Compiling large switch statements
Paul Govereau
paul.govereau at oracle.com
Fri Sep 12 18:25:48 UTC 2014
This issue is now being tacked here:
https://bugs.openjdk.java.net/browse/JDK-8058243
Paul
On 09/10/2014 05:10 PM, Paul Govereau wrote:
> Hello,
>
> I have been looking at the javac code generator, and I think we may be
> doing a poor job of compiling large switch statements because of an
> overly conservative estimate of the cost of the lookupswitch
> instruction.
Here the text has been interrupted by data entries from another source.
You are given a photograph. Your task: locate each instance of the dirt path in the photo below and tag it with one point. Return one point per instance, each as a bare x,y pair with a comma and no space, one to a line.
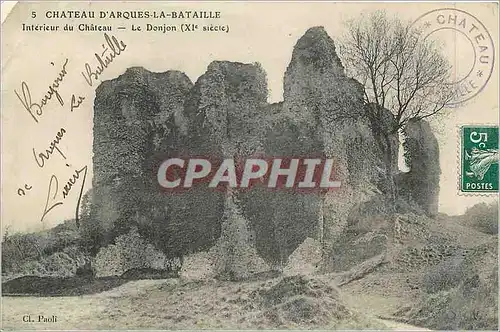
157,304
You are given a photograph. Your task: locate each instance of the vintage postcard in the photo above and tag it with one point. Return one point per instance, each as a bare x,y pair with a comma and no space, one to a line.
249,165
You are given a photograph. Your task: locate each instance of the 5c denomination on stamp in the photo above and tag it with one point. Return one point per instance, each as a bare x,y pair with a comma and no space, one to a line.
469,45
479,159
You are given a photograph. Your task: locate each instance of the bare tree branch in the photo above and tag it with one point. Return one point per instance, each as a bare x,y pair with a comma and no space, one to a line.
401,69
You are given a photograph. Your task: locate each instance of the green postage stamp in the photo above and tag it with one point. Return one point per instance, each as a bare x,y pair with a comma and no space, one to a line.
479,159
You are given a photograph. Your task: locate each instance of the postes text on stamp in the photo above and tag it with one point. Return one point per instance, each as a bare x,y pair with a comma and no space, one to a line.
479,159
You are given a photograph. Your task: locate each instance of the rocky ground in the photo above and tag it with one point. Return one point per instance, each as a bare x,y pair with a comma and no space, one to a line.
292,302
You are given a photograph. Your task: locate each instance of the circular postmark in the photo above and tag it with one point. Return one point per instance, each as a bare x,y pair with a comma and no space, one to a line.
467,45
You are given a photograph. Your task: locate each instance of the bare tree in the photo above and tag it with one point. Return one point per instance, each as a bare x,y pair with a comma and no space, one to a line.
401,69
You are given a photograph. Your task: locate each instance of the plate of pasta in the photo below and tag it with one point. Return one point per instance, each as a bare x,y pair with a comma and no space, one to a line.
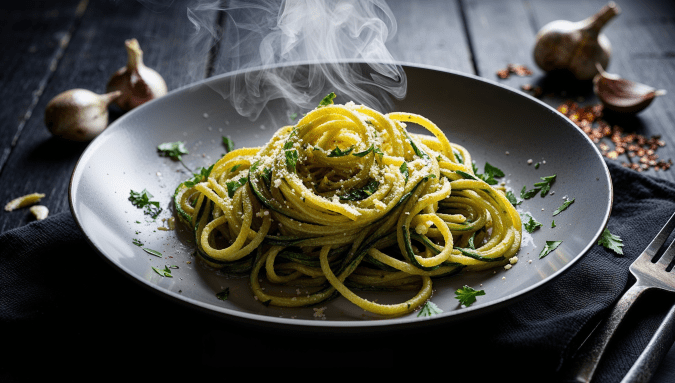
463,197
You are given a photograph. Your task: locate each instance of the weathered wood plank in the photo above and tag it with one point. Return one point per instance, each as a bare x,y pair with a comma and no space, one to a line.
33,39
431,33
643,40
42,163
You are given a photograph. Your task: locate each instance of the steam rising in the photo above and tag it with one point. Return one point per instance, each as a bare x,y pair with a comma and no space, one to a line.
270,34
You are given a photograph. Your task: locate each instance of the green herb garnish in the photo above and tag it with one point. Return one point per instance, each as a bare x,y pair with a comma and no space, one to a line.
363,153
429,309
172,149
291,159
328,100
544,186
153,252
229,144
467,295
142,201
362,193
512,198
404,170
531,224
163,272
550,246
223,295
336,152
611,241
232,186
201,175
489,173
563,207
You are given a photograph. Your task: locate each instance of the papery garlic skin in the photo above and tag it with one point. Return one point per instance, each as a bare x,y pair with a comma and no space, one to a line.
575,46
137,82
78,114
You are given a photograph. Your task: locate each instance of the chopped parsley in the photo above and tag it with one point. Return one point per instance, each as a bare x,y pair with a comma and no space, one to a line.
201,175
229,144
153,252
166,272
417,151
363,153
544,187
223,295
563,206
339,153
291,159
362,193
429,309
611,241
328,100
142,201
467,295
531,224
172,149
489,173
232,186
404,170
550,246
512,198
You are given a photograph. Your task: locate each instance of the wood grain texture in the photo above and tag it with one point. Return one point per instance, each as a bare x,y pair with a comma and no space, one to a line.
33,40
42,163
431,33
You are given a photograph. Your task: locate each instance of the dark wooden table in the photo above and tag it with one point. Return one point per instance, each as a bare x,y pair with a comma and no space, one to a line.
53,46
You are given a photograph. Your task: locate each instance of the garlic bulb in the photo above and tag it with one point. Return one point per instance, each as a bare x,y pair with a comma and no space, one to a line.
575,46
78,114
138,83
623,96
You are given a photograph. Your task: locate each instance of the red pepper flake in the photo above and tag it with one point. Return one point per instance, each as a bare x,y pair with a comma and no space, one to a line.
589,120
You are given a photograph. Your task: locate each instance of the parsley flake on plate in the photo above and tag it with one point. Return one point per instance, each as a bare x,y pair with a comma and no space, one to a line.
544,187
550,246
532,224
563,206
467,295
229,144
173,150
142,201
429,309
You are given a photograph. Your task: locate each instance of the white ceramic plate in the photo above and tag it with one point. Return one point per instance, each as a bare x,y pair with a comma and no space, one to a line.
496,124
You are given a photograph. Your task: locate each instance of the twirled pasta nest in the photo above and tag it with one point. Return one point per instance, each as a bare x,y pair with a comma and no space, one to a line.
345,200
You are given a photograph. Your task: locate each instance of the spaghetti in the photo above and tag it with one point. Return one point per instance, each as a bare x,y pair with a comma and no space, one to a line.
345,200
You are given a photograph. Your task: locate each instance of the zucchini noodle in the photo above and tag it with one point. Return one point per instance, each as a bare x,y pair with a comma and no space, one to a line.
348,200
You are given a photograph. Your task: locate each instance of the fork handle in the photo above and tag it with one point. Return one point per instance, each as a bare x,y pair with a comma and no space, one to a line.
656,350
589,354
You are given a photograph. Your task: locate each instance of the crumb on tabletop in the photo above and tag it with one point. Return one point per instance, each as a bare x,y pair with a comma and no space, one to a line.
39,211
24,201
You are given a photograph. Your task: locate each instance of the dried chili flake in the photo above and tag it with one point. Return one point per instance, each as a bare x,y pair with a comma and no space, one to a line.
633,145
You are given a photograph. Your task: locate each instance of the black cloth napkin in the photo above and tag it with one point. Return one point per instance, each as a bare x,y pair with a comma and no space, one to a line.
64,308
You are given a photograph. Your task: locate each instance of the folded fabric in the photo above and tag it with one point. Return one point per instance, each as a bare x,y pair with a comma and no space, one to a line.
63,306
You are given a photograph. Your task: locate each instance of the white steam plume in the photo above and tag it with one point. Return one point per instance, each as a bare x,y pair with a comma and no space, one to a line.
332,35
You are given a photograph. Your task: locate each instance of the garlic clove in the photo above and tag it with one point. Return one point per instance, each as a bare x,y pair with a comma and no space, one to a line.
137,82
575,46
78,114
621,95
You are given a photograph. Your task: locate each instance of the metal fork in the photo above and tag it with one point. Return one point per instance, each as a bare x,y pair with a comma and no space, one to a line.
649,274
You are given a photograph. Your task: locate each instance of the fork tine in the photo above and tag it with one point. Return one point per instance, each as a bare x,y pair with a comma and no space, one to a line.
660,238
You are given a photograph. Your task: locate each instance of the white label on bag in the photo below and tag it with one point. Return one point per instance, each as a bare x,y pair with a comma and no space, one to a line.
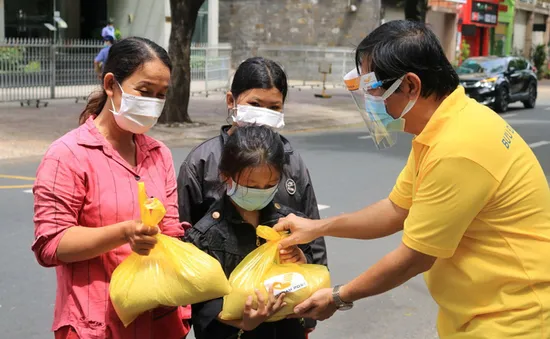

Because we over estimate the cost of a lookupswitch, we
> can generate very large tableswitch instructions: twice the size or
> larger than necessary.
>
> Briefly, javac estimates the total cost of a switch instruction to be:
>
> space + 3 * time,
>
> and generates the lowest cost instruction. However, javac assumes the
> time cost of a lookupswitch is linear, so we greatly favor the
> tableswitch. (For reference, the relevant code is in the visitSwitch
> method in jvm.Gen).
>
> As an example, consider a large switch containing 50 cases. For the
> tableswitch, the important factor is the range of the matched values,
> because this determines the size of the array needed for the table of
> addresses. Let's call this size S, then the cost of a tableswitch is
> estimated as:
>
> size (words): 4 + S + 1
> computation: 3 steps (2 comparisons, 1 load)
>
> For the same code the cost for a lookupswitch is estimated as:
>
> size(words): 3 + 2 * 50
> computation: 50 steps (presumably 50 comparisons?)
>
> Note that the lookupswitch match-offset pairs must be sorted. So, it
> stands to reason that to implementation is using (at least) a binary
> search on the sorted list of keys. Therefore, the computation cost
> must be closer to 2*log(50), no?
>
> With the current metrics, we allow a tableswitch instruction with 50
> items to be as large as 976 bytes before we change to the much smaller
> 412 byte lookupswitch. It seems to me the log-estimate is more
> accurate and we should change to the lookupswitch when the tableswitch
> reaches 468 bytes. However, I am only guessing as to how these
> bytecodes are implemented. Does anyone on the list know the details?